- Genre: Game show
- Presented by: Angela Rippon
- Country of origin: United Kingdom
- Original language: English
- No. of series: 3
- No. of episodes: 135

Production
- Production location: The Greenwood Theatre
- Running time: 25 minutes

Original release
- Network: BBC One
- Release: 21 October 1985 – 21 December 1987

= Masterteam =

Masterteam is a BBC Television daytime quiz programme that aired on BBC One from 21 October 1985 until 21 December 1987. The programme was hosted by Angela Rippon.

==Format==
Each game consisted of five rounds in the following order: Team Challenge, Spotlight, In a Spin, Spotlight, Team Challenge. Two teams of three members each competed.

===Team Challenge===

Each Team Challenge consisted of 60 seconds' worth of quick-fire questions on the buzzer, open to all players. A correct answer awarded two points, while a miss gave one point to the opponents and allowed them a chance to answer for another point.

===In a Spin===

For the In a Spin round, three letters of the alphabet were chosen at random and the teams had 30 seconds to form the longest single word they could, starting with the first letter and containing the other two in the given order. (For example, "ALB" could be used in "albumen" or "alabaster," but not "abolish.") The team with the longer valid word scored five points.

===Spotlight===

In each Spotlight round, one team chose an opponent, who selected a category from a list of six and had 60 seconds to answer as many questions as possible.

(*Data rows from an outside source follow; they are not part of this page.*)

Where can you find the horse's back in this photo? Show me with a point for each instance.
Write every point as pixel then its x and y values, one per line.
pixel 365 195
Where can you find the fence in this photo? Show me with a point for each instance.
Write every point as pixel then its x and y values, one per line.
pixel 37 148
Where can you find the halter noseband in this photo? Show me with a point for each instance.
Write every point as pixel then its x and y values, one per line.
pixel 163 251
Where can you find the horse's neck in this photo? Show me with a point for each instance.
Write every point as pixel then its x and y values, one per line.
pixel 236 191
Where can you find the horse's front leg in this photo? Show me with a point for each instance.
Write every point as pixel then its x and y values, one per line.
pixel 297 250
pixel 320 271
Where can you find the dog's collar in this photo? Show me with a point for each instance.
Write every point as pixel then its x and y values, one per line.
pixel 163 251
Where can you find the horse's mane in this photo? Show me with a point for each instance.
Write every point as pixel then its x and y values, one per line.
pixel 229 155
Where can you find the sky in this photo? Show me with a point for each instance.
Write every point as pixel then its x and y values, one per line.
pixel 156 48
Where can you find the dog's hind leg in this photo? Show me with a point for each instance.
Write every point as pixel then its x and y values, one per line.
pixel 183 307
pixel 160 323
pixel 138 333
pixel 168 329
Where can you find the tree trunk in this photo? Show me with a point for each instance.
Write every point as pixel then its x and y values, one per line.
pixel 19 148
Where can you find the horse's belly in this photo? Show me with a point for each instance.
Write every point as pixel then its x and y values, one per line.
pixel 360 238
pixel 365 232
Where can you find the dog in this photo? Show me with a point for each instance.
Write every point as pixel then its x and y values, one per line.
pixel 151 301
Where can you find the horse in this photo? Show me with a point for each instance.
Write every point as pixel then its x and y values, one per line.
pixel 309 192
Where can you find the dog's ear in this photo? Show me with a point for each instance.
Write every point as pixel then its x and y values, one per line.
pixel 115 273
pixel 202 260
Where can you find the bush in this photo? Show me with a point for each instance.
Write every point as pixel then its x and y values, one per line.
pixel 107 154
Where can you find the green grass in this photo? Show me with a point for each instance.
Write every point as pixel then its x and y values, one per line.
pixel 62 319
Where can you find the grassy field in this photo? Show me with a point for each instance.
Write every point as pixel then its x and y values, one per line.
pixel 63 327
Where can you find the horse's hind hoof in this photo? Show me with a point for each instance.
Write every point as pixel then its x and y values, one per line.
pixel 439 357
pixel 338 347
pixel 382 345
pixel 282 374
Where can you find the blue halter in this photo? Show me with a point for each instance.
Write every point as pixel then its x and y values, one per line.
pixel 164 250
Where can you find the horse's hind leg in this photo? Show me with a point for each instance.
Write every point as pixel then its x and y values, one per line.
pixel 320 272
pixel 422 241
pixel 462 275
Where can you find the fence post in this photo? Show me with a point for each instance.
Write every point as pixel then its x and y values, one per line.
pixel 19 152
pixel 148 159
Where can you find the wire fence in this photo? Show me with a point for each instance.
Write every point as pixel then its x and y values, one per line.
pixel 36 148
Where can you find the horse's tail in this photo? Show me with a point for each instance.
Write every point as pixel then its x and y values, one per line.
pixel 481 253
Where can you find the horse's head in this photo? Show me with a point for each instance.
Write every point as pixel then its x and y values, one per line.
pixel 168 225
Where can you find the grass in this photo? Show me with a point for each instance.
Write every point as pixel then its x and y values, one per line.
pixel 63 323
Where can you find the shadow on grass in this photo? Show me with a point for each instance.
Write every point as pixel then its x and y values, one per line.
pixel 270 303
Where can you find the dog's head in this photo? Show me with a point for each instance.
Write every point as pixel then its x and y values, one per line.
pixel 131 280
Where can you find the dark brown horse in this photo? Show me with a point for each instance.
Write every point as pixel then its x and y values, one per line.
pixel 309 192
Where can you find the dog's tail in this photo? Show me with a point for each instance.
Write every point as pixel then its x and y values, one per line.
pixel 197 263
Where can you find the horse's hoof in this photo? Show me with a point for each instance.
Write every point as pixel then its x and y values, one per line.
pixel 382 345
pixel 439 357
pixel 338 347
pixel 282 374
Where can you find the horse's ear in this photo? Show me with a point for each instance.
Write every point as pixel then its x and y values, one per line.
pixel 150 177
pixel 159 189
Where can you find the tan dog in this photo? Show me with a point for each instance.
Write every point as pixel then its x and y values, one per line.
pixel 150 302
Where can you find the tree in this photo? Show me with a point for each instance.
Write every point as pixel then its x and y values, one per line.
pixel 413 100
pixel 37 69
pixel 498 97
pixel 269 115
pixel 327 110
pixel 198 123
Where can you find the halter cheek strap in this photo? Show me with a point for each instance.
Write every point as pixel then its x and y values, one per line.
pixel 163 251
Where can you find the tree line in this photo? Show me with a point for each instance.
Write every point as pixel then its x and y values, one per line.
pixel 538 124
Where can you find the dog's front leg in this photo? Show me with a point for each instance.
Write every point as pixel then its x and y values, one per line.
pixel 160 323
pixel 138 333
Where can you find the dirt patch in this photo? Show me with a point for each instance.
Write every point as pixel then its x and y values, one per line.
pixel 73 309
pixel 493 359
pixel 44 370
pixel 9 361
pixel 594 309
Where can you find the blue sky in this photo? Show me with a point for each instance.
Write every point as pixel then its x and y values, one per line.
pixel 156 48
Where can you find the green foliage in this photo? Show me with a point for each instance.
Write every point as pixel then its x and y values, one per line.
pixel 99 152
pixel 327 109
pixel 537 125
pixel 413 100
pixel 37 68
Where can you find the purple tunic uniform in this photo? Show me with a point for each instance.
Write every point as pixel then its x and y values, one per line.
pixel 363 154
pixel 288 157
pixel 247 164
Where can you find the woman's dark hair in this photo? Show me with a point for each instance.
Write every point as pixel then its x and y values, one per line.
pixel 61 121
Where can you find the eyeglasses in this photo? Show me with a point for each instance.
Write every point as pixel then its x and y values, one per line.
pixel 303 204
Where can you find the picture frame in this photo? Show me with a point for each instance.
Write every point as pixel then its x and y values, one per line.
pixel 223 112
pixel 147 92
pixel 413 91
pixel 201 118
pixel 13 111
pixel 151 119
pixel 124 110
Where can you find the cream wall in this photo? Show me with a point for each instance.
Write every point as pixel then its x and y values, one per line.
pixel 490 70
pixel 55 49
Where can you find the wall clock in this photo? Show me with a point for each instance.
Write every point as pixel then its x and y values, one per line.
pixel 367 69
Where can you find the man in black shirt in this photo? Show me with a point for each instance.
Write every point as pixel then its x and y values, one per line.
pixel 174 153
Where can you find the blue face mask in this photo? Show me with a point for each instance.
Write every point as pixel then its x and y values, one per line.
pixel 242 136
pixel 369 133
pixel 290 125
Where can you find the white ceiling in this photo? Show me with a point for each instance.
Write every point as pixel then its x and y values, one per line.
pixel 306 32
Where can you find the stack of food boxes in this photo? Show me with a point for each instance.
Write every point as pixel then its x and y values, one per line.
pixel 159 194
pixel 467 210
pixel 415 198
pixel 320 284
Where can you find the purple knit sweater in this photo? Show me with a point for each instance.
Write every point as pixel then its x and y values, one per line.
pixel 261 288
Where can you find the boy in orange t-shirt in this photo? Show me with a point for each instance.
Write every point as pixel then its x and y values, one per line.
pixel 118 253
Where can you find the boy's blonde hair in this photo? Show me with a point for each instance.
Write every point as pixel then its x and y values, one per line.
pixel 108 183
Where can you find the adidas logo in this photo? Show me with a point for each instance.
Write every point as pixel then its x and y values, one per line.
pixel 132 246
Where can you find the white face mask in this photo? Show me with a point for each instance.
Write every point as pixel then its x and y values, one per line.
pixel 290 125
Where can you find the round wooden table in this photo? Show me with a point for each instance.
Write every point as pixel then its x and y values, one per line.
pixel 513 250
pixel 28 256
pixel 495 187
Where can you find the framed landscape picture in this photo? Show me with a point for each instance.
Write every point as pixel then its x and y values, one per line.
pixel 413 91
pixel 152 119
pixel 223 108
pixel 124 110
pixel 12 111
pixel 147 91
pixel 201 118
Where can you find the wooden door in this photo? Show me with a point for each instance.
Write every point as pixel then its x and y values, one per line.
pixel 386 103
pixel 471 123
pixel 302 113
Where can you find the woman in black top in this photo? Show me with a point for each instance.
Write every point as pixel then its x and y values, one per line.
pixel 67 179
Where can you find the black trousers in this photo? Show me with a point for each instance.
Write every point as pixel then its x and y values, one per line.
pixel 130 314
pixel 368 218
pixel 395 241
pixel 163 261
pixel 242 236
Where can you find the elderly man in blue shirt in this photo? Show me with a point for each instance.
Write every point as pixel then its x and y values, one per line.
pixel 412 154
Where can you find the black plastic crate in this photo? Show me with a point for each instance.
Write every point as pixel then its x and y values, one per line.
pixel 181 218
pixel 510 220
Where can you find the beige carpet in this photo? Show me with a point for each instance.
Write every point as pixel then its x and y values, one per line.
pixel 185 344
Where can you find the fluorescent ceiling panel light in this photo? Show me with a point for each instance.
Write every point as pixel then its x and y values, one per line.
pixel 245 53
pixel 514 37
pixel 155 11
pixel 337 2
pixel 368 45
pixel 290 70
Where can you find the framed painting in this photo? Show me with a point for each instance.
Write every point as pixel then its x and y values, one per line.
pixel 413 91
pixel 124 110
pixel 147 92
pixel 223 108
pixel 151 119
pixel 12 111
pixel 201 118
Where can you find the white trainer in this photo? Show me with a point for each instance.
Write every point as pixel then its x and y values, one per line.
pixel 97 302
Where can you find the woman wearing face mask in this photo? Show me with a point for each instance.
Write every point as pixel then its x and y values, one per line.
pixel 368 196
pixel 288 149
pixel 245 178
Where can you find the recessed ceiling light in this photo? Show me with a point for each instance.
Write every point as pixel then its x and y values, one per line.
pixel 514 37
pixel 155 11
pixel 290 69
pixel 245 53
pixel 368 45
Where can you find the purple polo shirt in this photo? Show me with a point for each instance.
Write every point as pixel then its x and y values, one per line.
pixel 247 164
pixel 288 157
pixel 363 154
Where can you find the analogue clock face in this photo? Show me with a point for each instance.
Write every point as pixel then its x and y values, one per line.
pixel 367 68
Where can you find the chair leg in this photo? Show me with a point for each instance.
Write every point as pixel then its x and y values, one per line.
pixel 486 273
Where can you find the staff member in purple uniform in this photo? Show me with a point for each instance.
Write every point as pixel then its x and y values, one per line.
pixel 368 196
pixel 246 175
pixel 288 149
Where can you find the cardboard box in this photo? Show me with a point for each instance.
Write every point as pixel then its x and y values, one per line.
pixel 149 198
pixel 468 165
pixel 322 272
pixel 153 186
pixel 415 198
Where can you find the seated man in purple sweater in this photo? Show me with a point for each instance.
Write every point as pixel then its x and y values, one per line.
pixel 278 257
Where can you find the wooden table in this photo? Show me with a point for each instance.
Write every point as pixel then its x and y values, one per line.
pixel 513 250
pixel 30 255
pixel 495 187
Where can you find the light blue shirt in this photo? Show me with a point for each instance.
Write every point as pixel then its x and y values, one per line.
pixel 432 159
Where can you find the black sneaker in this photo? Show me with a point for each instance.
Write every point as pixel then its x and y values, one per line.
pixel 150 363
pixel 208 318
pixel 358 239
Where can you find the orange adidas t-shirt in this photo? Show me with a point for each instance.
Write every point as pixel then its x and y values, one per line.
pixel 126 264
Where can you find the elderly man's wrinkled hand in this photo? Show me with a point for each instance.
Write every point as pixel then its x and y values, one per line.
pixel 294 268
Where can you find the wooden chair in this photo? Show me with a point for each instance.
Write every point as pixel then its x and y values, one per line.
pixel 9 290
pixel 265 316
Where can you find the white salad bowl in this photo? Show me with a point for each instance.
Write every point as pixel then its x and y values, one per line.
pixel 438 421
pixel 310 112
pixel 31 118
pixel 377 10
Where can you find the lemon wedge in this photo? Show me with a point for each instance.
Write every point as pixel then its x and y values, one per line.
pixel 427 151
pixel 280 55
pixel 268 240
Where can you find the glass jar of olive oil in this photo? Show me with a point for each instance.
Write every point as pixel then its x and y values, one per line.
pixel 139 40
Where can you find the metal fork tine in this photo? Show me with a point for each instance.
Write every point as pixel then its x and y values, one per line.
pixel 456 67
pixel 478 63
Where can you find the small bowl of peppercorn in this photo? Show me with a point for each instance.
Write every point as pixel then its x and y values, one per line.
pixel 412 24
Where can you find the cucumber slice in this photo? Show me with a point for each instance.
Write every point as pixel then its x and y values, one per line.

Each correct answer was worth two points. Both teams were given a chance to play this round separately; the same list of categories was used throughout the game, with categories being removed as they were chosen. The team in the lead after the first Team Challenge chose an opponent to start the first Spotlight round, while the trailing team after In a Spin had this choice for the second one. No individual contestant could play more than one Spotlight round per game.

==Winners and losers==

The team with the higher score after five rounds won the game and remained on the show to face a new challenger. Teams were awarded Bronze, Silver, or Gold Medal status for winning two, three, or four games, respectively, and any team with four wins retired from the show. At the end of each series, the eight best-performing teams (ranked first by medal status, then by total score), returned for a single-elimination tournament. These games included an additional round format, It's All Yours, in which each team had 60 seconds to answer as many questions as possible for two points each. Team members were allowed to confer with each other on these questions, with the captain answering for the team. The trailing team before each It's All Yours round played first.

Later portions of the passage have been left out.